The University of California San Francisco (UCSF) Medical Center announced on Thursday, Dec. 17, that it has decided to voluntarily suspend its living donor program for kidney transplant after the unexplained death of a donor.
Steven Katznelson, from California Pacific Medical Center's kidney transplantation program, described the incident as a nightmare scenario albeit he acknowledged the risks involved in such organ donation operations. The likelihood of a kidney donor dying after surgery is around .03 percent, or three deaths in 10,000 cases.
While most recipients of kidney transplant receive the organ from deceased donors, those who receive kidney from living donors tend to have better outcomes.
The donor died in November but UCSF said that the cause of the death has not yet been determined and is currently under investigation. The patient on the receiving end of the organ transplant though appeared to be in sound health and continues to have a functioning transplant.
Health experts have cited several potential reasons for the death, which include surgical complications and preexisting health conditions that may have gone undetected prior to the surgery.
Following the reported death, the Organ Procurement and Transplant Network recommended the suspension of the program while investigations are being conducted. The hospital likewise notified the United Network for Organ Sharing (UNOS) about the death and provided the current findings of the investigation.
As per common practice when the donor died in early post-operative period, UNOS asked for voluntary suspension of the hospital's living donor kidney program.

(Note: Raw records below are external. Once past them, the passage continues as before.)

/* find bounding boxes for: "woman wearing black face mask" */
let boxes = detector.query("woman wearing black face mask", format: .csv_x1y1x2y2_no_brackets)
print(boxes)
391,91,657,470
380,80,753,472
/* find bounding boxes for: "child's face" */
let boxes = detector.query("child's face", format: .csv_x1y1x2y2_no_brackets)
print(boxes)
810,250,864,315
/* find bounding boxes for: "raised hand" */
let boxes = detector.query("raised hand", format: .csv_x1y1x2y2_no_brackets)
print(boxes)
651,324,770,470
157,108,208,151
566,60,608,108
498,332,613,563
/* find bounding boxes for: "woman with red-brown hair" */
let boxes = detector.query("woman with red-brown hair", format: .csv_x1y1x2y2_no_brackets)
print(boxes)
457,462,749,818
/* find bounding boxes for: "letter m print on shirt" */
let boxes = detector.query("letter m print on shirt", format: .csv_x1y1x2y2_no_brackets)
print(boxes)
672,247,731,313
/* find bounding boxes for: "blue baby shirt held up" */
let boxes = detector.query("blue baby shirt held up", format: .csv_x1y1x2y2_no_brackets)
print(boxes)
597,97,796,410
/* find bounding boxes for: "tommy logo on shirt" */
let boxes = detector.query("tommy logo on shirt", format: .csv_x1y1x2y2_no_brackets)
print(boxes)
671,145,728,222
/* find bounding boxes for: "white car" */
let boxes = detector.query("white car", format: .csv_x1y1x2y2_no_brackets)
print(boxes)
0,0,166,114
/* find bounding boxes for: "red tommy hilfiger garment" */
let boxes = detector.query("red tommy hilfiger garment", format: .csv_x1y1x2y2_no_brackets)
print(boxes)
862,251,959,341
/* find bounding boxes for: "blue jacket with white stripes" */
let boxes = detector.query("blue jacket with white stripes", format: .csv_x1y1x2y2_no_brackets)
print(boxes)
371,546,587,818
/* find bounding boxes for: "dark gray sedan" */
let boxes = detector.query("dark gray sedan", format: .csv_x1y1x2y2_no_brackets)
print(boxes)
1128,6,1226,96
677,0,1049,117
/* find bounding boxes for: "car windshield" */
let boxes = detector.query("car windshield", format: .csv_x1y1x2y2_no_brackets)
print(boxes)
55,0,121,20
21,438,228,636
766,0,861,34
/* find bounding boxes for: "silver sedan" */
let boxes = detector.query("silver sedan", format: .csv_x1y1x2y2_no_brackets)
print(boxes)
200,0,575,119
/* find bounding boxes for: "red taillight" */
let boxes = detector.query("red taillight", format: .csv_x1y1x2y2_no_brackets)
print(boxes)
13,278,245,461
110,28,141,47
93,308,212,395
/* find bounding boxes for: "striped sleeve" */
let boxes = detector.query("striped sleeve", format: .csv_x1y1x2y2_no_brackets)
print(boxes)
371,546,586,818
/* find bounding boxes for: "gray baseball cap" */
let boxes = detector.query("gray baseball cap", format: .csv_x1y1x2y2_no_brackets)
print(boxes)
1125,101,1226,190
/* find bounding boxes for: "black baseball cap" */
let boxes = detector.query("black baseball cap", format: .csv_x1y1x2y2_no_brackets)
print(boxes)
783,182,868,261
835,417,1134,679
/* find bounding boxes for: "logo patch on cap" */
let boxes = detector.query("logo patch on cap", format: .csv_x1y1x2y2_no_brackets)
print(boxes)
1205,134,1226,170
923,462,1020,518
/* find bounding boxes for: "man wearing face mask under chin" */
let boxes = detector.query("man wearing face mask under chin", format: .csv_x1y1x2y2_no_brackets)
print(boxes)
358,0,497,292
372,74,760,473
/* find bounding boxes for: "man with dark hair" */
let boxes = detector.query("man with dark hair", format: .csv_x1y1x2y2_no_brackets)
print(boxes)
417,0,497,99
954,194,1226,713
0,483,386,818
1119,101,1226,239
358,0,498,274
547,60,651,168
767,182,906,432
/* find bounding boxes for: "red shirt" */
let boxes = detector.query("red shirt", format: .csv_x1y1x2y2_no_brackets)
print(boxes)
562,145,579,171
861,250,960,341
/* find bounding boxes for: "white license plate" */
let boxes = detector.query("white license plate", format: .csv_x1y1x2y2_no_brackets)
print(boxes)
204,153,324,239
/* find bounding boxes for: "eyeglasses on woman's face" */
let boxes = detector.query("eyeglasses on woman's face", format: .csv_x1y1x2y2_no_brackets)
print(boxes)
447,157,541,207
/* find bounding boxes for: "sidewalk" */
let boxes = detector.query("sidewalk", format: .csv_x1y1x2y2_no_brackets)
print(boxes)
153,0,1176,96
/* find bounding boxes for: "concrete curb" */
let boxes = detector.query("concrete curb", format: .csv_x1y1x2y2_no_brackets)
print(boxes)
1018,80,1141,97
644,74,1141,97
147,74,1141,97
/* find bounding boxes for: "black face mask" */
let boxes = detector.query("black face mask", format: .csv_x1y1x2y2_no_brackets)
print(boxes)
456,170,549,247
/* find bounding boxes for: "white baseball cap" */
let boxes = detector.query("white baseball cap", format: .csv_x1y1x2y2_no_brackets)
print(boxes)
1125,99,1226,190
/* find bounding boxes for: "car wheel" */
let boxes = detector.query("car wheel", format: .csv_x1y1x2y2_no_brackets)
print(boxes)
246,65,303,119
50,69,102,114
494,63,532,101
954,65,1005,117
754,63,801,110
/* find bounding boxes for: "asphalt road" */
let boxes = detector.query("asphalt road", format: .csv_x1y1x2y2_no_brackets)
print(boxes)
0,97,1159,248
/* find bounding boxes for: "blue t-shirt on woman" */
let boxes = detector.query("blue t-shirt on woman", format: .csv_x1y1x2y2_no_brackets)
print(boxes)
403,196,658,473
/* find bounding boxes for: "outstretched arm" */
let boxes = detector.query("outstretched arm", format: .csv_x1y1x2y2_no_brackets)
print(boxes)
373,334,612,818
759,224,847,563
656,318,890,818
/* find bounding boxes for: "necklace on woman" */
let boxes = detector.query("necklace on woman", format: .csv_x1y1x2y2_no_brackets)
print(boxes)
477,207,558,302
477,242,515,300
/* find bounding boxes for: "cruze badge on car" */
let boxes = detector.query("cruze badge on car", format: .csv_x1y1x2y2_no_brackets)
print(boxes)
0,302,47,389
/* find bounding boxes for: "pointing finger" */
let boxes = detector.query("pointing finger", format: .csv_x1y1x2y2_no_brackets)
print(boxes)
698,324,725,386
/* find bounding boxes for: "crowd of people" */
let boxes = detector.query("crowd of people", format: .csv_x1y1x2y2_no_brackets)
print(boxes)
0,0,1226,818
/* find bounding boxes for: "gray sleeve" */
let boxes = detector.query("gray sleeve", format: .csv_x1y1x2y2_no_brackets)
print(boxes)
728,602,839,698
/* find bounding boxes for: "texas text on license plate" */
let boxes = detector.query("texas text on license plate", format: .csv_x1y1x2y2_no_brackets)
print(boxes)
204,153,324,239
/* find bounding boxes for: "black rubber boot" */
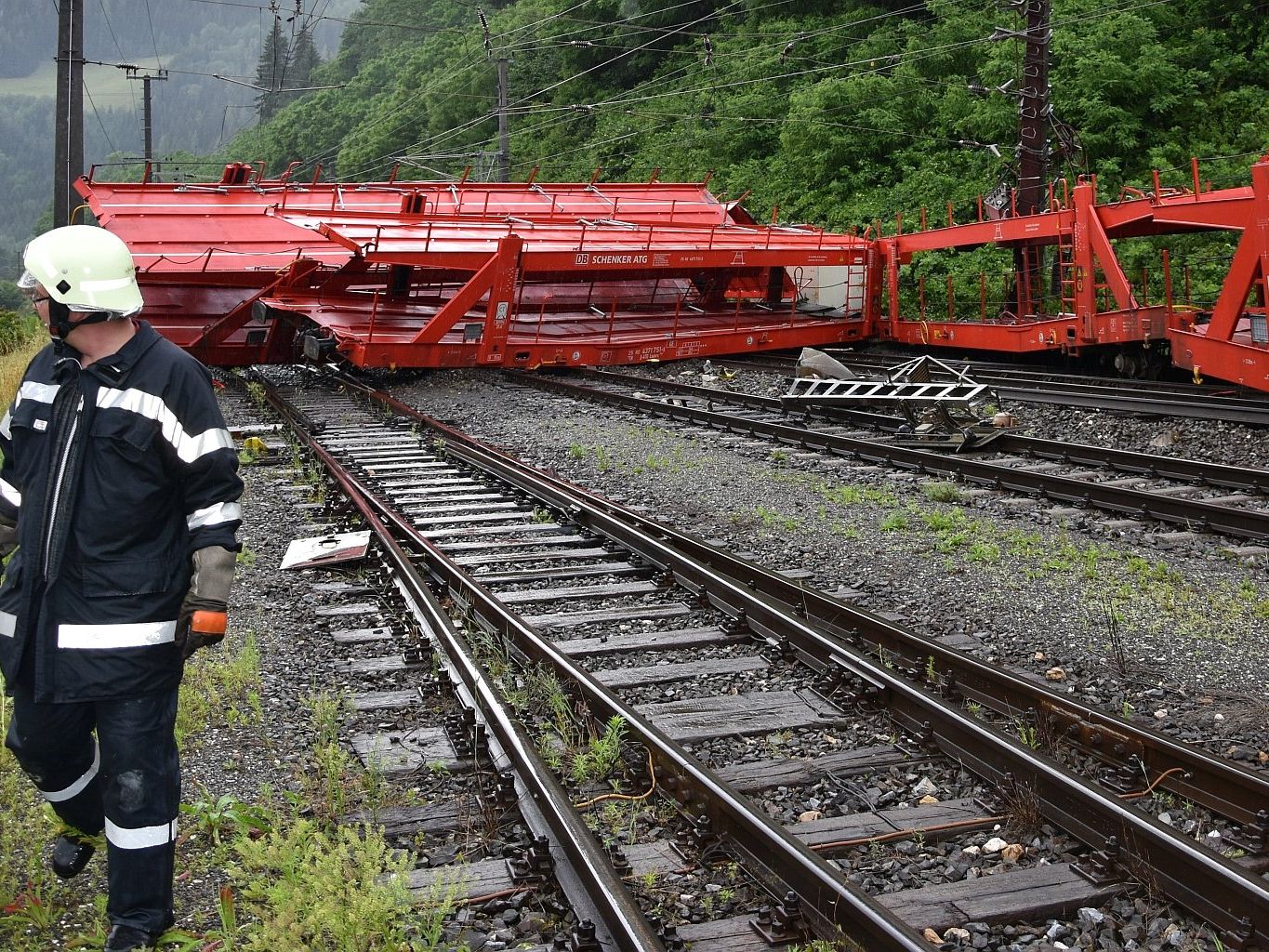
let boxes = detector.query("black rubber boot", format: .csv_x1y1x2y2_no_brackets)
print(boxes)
53,833,97,879
104,924,160,952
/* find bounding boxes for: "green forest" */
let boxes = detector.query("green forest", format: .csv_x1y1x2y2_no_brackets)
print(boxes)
222,0,1269,233
0,0,1269,290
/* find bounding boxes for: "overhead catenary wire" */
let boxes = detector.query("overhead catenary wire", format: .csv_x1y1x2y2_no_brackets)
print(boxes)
304,0,1171,179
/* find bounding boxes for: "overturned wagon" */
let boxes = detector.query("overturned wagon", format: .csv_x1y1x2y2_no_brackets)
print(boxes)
77,165,877,367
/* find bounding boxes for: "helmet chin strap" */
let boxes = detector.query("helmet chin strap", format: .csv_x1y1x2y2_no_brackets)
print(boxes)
48,299,111,347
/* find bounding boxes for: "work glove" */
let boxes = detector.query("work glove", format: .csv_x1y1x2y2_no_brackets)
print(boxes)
0,515,18,577
0,515,18,561
177,546,237,657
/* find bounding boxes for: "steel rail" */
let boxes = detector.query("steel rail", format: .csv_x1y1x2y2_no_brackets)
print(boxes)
583,369,1269,493
342,377,1269,948
265,385,665,952
306,387,944,952
710,349,1269,427
520,372,1269,824
517,375,1269,538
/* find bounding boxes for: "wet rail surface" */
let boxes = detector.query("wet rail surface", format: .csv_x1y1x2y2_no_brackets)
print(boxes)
512,372,1269,541
717,348,1269,427
252,373,1269,949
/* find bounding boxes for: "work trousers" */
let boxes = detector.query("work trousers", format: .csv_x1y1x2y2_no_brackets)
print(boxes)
5,684,180,932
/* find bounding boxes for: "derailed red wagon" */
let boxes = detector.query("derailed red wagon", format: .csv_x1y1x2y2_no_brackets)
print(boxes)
877,156,1269,391
77,157,1269,391
79,165,873,367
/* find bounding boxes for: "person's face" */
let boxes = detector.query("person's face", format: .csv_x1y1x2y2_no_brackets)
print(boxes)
27,284,52,329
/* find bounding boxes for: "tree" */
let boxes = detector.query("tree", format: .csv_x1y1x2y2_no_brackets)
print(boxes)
255,14,289,122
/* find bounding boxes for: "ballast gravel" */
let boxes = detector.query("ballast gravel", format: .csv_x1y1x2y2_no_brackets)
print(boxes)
22,362,1269,952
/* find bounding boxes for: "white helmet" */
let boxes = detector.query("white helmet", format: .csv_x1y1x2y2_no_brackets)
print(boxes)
18,225,143,317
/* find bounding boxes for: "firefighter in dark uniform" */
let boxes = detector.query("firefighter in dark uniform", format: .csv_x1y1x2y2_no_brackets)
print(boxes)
0,225,243,952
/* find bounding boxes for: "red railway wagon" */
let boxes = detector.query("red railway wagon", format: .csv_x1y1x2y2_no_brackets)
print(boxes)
77,164,876,367
877,156,1269,391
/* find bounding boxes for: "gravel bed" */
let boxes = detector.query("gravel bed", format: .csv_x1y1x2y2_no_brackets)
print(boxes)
24,373,1243,949
395,364,1269,767
376,364,1269,952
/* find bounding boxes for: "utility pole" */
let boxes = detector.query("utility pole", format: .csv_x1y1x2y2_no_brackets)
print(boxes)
1016,0,1056,311
497,57,511,181
1018,0,1053,215
128,67,167,163
53,0,84,227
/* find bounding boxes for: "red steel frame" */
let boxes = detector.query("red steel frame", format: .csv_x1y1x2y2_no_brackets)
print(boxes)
79,165,873,367
879,156,1269,390
77,156,1269,391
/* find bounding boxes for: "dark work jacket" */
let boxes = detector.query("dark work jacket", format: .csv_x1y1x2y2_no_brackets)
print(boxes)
0,321,243,702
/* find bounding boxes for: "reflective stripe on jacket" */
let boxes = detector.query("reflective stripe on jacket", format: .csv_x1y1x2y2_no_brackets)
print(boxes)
0,321,243,701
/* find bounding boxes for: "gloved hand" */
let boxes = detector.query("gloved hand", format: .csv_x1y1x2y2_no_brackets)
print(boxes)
0,515,18,573
177,546,237,657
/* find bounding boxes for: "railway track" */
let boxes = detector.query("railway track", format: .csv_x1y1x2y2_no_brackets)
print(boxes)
247,370,1269,949
515,371,1269,539
719,348,1269,427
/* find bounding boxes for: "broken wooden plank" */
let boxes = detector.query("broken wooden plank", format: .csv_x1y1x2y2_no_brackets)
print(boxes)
406,859,515,901
420,522,565,543
557,626,747,657
785,797,998,855
636,691,844,743
521,602,692,628
473,556,639,585
335,655,409,674
330,626,392,645
351,727,470,773
313,602,379,618
497,581,657,605
594,657,771,688
344,797,469,837
717,744,908,793
442,533,588,556
445,536,612,565
877,863,1124,933
352,691,418,711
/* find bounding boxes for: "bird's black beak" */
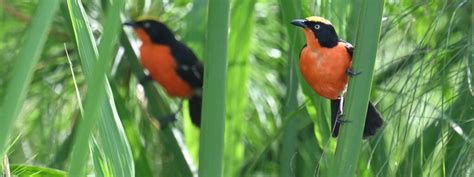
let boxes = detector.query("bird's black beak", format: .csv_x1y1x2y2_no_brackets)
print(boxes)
291,19,308,28
123,22,139,28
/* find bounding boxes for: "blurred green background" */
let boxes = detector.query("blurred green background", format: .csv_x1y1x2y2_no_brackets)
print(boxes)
0,0,474,177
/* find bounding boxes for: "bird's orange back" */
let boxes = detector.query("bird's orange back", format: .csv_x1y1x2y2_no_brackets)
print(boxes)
136,29,193,98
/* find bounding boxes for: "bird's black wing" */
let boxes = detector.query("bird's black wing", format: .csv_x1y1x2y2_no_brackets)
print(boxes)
171,42,204,89
339,39,354,58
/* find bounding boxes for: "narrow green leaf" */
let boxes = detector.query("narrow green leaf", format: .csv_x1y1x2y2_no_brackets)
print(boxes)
331,0,384,177
199,0,229,177
68,0,134,176
0,0,60,157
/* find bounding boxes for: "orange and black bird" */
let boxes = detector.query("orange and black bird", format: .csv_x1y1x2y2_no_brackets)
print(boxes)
291,16,383,137
124,19,204,127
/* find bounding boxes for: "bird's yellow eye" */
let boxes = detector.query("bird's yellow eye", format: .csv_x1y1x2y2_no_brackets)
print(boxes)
143,23,150,28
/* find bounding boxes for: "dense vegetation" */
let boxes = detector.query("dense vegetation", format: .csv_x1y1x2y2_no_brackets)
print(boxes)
0,0,474,177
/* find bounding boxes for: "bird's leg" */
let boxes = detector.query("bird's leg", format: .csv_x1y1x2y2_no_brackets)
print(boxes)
139,74,153,85
346,67,362,77
159,100,183,129
336,96,351,124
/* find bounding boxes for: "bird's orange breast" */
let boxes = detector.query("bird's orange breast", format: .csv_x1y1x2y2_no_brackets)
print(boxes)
300,43,351,99
140,43,193,98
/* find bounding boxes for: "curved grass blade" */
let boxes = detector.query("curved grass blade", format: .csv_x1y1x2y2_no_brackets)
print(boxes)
330,0,384,177
0,0,60,157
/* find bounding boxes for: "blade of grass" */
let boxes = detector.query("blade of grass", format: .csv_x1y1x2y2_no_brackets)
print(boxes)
279,0,303,176
331,0,384,177
0,0,60,157
68,0,134,176
199,0,229,177
10,165,66,177
224,0,256,176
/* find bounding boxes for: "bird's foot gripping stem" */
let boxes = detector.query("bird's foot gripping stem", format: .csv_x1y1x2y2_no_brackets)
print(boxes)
139,75,153,85
159,100,183,129
346,68,362,77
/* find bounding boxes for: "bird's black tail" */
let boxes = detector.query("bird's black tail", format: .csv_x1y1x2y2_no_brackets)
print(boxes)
331,99,383,138
189,95,202,127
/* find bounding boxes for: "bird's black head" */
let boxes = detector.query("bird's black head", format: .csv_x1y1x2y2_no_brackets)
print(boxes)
124,19,176,44
291,16,339,48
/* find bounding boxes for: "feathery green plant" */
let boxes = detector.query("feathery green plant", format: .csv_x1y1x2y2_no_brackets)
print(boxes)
199,0,230,177
330,0,384,177
0,0,59,158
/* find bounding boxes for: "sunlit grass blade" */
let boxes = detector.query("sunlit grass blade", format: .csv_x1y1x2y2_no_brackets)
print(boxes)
224,0,256,176
199,0,230,177
0,0,60,157
279,0,303,176
331,0,384,177
68,0,134,176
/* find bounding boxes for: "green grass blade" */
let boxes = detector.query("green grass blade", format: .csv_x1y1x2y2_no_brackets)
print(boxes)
224,0,256,176
10,165,66,177
199,0,229,177
68,0,130,176
121,32,193,177
279,0,303,176
0,0,60,157
331,0,384,177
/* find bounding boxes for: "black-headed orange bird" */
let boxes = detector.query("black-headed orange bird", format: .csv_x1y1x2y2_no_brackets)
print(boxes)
124,19,204,127
291,16,383,137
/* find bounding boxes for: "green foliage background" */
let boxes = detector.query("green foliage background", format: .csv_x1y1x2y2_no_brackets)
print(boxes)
0,0,474,177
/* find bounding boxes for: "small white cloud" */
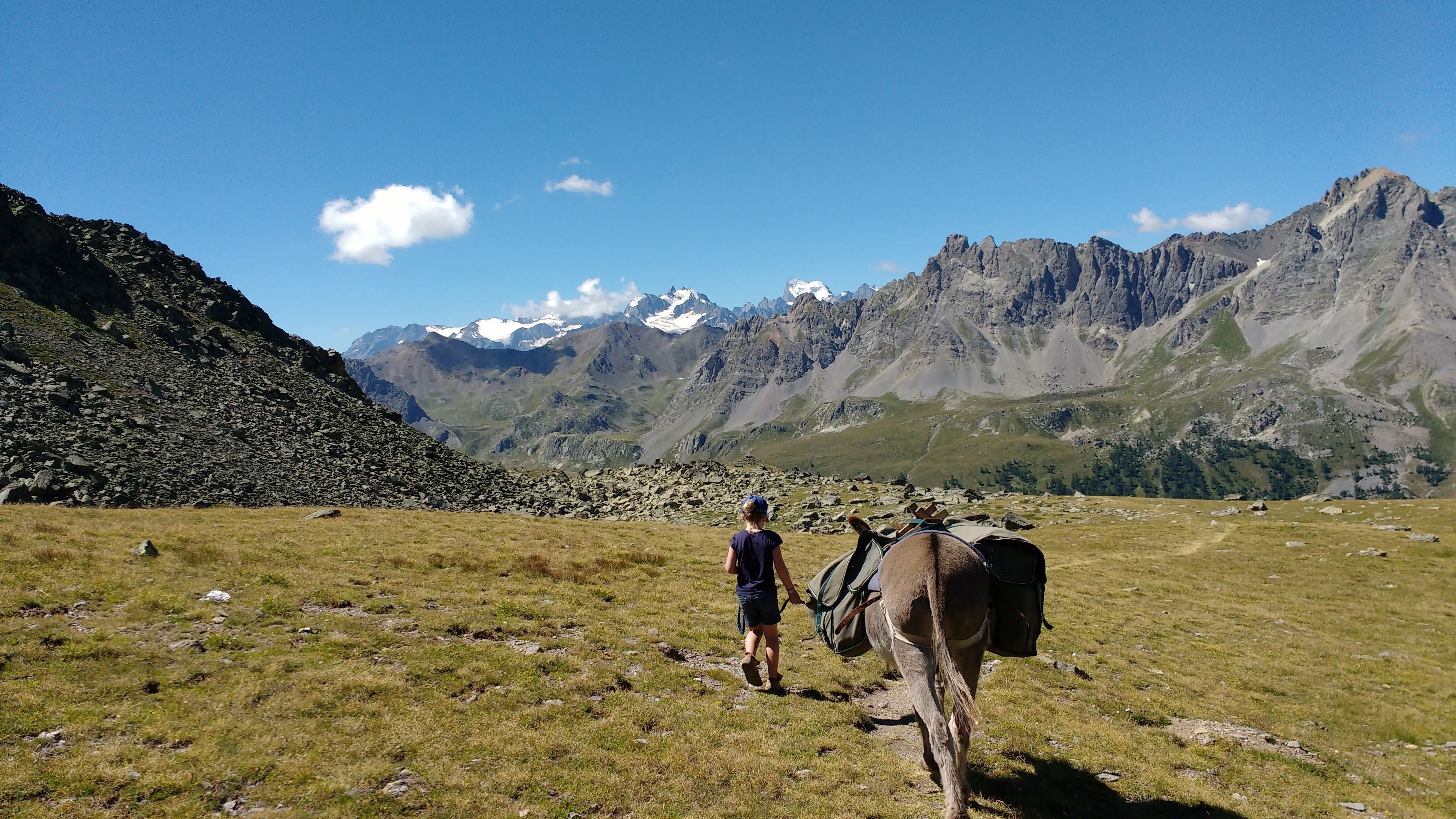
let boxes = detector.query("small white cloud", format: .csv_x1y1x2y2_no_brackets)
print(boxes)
546,173,611,197
319,185,475,265
1182,203,1274,233
510,278,640,319
1127,207,1178,233
1127,203,1274,233
1396,128,1431,147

Given that only 150 of 350 transplants are made from living donors, the suspension is not expected to impact the region the same way a complete program suspension would. Nonetheless, officials of the hospital said they were saddened by the incident.
"The safety and well-being of our patients is our top priority, and every effort is being made to understand what happened. We are deeply saddened by this tragic event," officials of the hospital said.
The University of California is the largest kidney transplant center in the U.S. It is also the most successful, having performed 10,000 kidney transplants since 1964.
It isn't the first time a problem with organ transplantation has occurred. The Gulf Coast Medical Center in Fort Myers, Florida, for instance, was placed on probation earlier this month following the death of a man who was donating kidney to his father in April. The 40-year-old man died of excessive bleeding.